By David Glenn Cox
Laughter is about the only way to have fun without any real effort. Just sit on the beach and watch it roll in wave after wave. You can’t make this stuff up, the NRA, the National Rifle Association, the manufacturer of over 100 million auto glass window stickers and on the Christmas wish list of every redneck in America has shot themselves in the foot. See there are two NRA’s. The NRA you know and love Charlton Heston barking as a white man wronged, “from my cold dead hands!” and the NRA foundation, aka the purse.
The NRA is accused of borrowing money from the foundation to cover cash flow problems. I was in business long enough to know cash flow problems is an ugly phrase. Bernie Madoff had cash flow problems. Cash flow problems bring scrutiny and attention to purchases and billing practices. “Let’s see; I bought this pack of gum for $900 and I took a client to lunch and that was $3,500 and I paid my brother in law $9,000 to empty the trash cans. It is the same old story borrowing from the pension fund or the tax fund always promising to pay it back later, but later never comes.
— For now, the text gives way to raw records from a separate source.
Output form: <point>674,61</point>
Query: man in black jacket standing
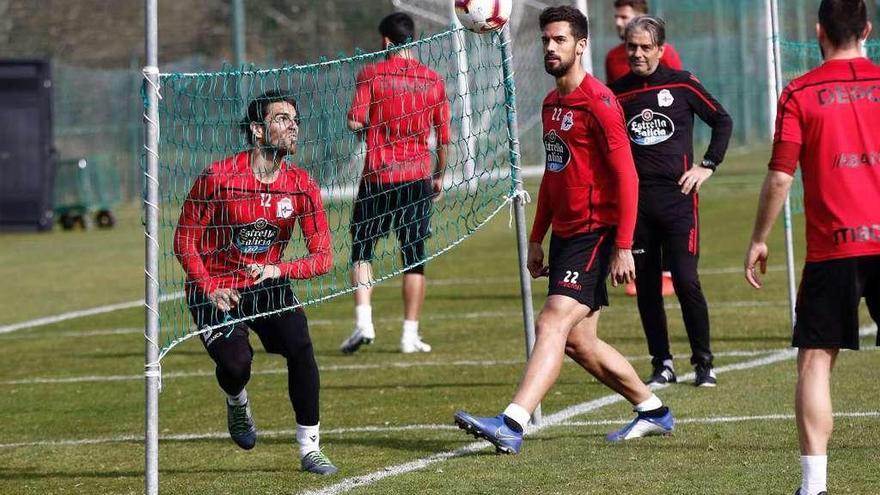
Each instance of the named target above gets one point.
<point>659,106</point>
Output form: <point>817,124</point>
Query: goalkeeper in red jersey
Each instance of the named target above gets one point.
<point>234,226</point>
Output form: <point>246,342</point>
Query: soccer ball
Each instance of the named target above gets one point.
<point>482,16</point>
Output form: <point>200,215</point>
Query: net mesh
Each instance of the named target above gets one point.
<point>199,121</point>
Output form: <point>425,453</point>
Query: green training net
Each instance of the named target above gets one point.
<point>199,122</point>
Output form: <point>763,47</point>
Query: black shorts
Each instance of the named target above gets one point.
<point>266,297</point>
<point>579,266</point>
<point>406,206</point>
<point>828,302</point>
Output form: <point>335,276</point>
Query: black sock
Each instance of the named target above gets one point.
<point>656,413</point>
<point>513,425</point>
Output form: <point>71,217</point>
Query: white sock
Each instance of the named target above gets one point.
<point>649,405</point>
<point>363,316</point>
<point>308,438</point>
<point>410,330</point>
<point>237,400</point>
<point>519,414</point>
<point>814,468</point>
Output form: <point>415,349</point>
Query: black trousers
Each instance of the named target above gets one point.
<point>285,332</point>
<point>667,233</point>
This is the NRA they know how to fundraise like a televangelist on crank. They are the right-wing holy grail, God, country, and the NRA. The bank ought to be calling up bitching because they can’t get the vault closed again because of all their money. In 1968, when Apple Records ran the Beatles and not the other way round there was a discrepancy in the accounts of around ten thousand dollars per week. So much money was pouring in it was considered a dime that rolled under the couch. So, the NRA borrows five million from the foundation, aka the purse. They promised to pay the note back in 90 days or pay interest of 7%. You might not think so, but or is an excessively big word.
“Sure, we’ll pay it right back. Its just been a slow quarter the economy you know, besides ha, ha, we wouldn’t want to have to pay that 7% interest. Ouch, you guys are terrible.” Come the 90 days, “Oooh, right now is not a good time for us bad press you know, but I’ll tell you what we can do. If you let us slide, you know those payments we are supposed to be making? We are gonna pay double that amount and make double payments!” So, with a gun to their head the purse gave in. But then the old clock on the wall said it was time to begin making those double payments and guess what?
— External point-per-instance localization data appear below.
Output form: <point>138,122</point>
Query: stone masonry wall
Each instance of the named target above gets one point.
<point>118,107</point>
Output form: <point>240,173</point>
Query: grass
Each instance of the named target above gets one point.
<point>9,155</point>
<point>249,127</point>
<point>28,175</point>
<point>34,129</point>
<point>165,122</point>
“Now gentleman, as you know we’ve promised to repay the five million dollars or pay 7% interest. And we are prepared to begin making those interest only payments today. The purse was held hostage at gun point looking down the barrel of a very ugly lawsuit or just give in and try to fix the problem quietly from the inside. “Auditor! Why would you want to hire an Auditor for? Don’t you trust us? This is not a good time; we’re repainting the office, and the carpet people are coming Thursday. So, they held this board meeting and the chairman Wayne Lapierre suggested they look into this auditor business at some other time. That some other time has yet to come.
Well resignations came and Hudsucker Proxies were found. Living on a Republican name and a criminal past enter Oliver North. “He’s perfect! And he already has a criminal record! That’s perfect for a company with a history of financial irregularities! You didn’t tell him to come to the meetings, did you?”
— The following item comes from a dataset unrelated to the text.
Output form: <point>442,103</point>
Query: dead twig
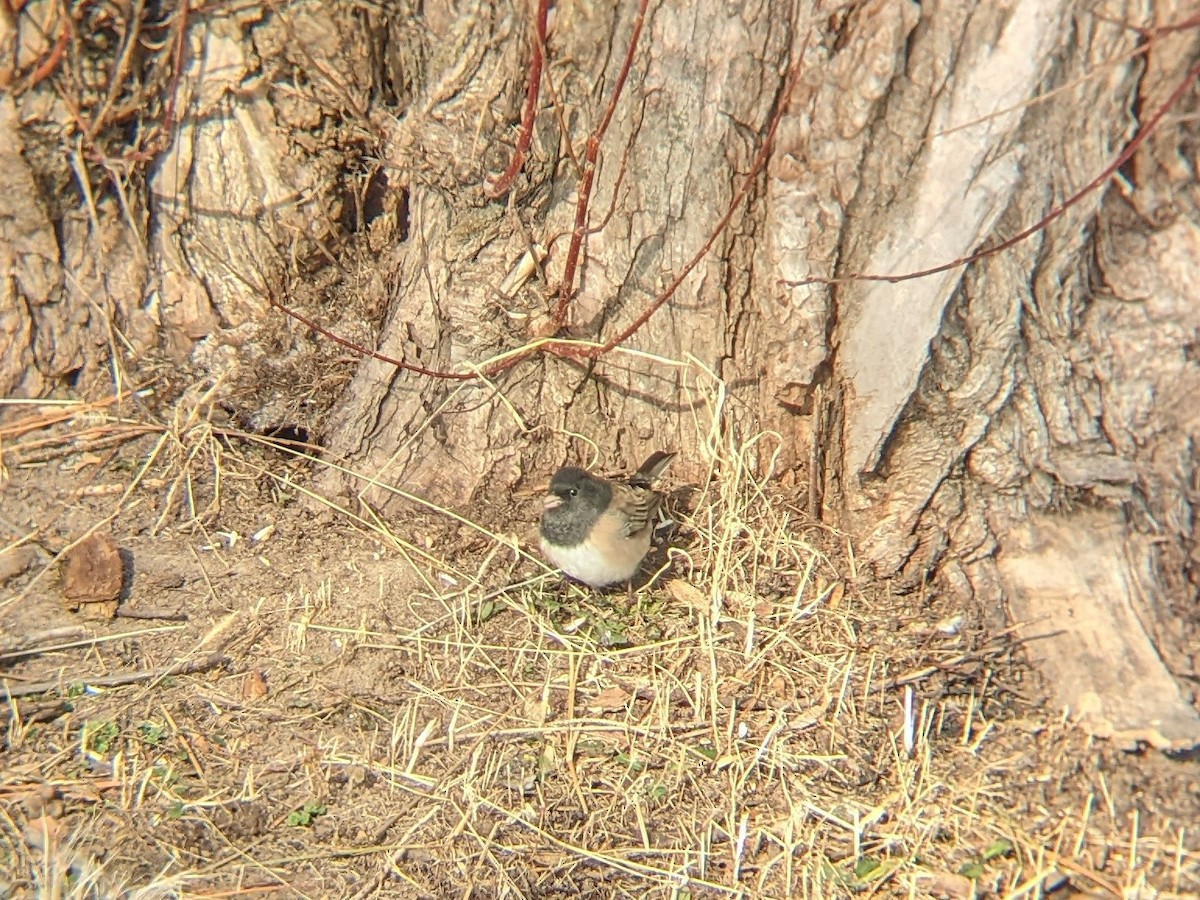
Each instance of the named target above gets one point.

Over the years I’ve always been amazed at how tight fisted and judicious the NRA was with their money. My Congressman in Alabama had been given $12,000 over the course of four campaigns. Three grand in a campaign of close to a million dollars…big whoop! But they had that leverage, endorsed by the NRA. You couldn’t be a God-Fearing Republican running for office if you weren’t endorsed by the NRA. To hold the keys to the kingdom in their pocket with blood on their hands.
Seductive circles of power and black ties dinners. Golfing events hanging out with celebrities and ex-presidents and you know what? Because I hang out with people who are important, I must be important too. Make those tickets first class and get me a week in the Presidential suite. The curse of running with the rich and famous when you ain’t rich and you ain’t famous. “Put it on the company card and call me a limo!”
Riding the whole flaming shebang down into the ground in Trumpian style. They say the worst curse you can put on a business is twenty years of unbridled success as our streets run red with the blood of the alienated, the angry and the hopeless. The NRA have been very successful; the mortuary industry alone owes them a great deal of gratitude. The armorers of oppression both for and against. Theirs is a volume business but don’t call it tragedy, call it a fund-raising opportunity. “Obama’s going to take your guns. Clinton is going to take your guns, and John Kerry is going to take your guns!” Selling fear and paranoia to the public while dealing death and destruction.
They are gone but will reform like a terminator after a shotgun blast. The con is too good, turning fear into money and turning racism into money and influence. The official spokesperson for angry white America.